Voici une chanson de croisade de Conon de Béthune (1189) qui rappelle certaines chansons du même genre dans la poésie provençale.

Hélas ! amour, comme il me sera dur de quitter la meilleure qui fût jamais aimée ou servie ! Que Dieu, par sa douceur, me ramène auprès de celle que je laisse avec tant de douleur. Que dis-je, malheureux ! je ne la quitte pas ; si le corps va servir notre Seigneur, le cœur reste tout entier en son pouvoir.

Pour elle je m’en vais, soupirant, en Syrie, car je ne dois pas manquer à mon créateur. Qui lui manquera en ce besoin urgent, sachez que Dieu lui faillira aussi dans un besoin plus grand. Que les petits et les grands sachent bien que là-bas on doit se conduire en chevaliers, là où l’on conquiert le paradis, la gloire et l’honneur de sa mie[2].

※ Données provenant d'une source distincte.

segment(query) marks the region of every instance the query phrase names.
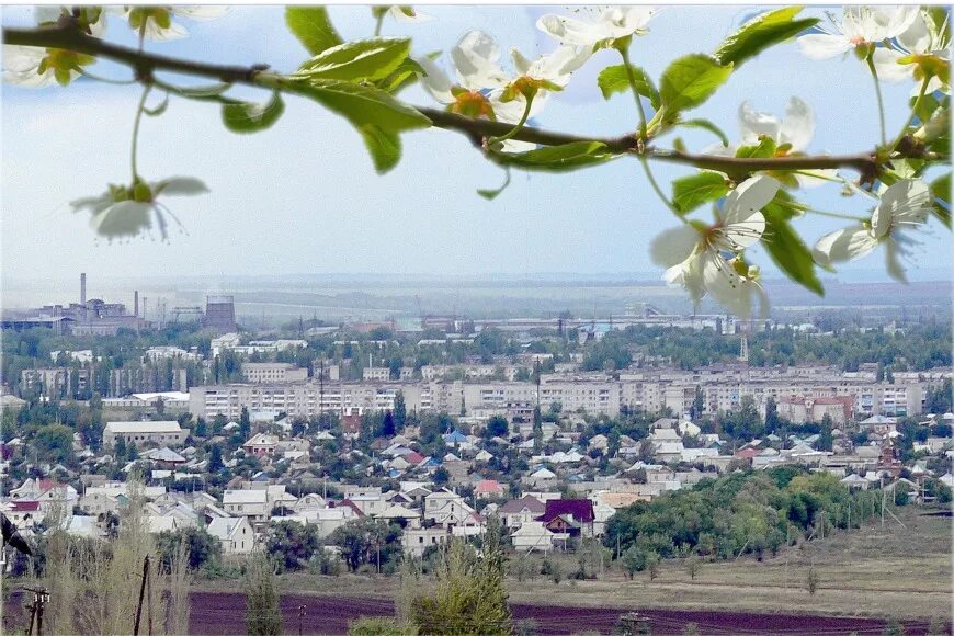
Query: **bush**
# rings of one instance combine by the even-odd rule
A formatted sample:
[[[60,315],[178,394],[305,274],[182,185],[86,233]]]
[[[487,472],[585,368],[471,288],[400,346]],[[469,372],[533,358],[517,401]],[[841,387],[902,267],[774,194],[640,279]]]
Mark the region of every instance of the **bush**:
[[[818,576],[818,571],[815,569],[815,566],[808,568],[808,577],[805,580],[805,588],[808,590],[808,593],[813,597],[815,592],[818,590],[818,583],[820,578]]]
[[[418,629],[394,618],[362,616],[348,624],[348,636],[417,636]]]
[[[282,610],[279,581],[271,559],[262,553],[249,556],[246,578],[246,624],[250,636],[280,636]]]
[[[549,577],[549,579],[556,584],[559,584],[559,582],[564,580],[564,567],[559,561],[550,559],[549,557],[543,559],[543,566],[540,568],[540,573]]]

Il y a dans ces chansons un mélange de grâce et de mélancolie qui fait oublier que l’inspiration n’en est pas originale. Cette note personnelle manque un peu chez le grand poète champenois Chrétien de Troyes dont les chansons sont surtout remarquables par la finesse et la subtilité. Le fond en est emprunté ;

  1. Bartsch, Chr. de l’anc. français, p. 158. La reine est Alix de Champagne, veuve de Louis VII, et son fils est le roi Philippe Auguste (vers 1180).
  2. Bartsch, ibid.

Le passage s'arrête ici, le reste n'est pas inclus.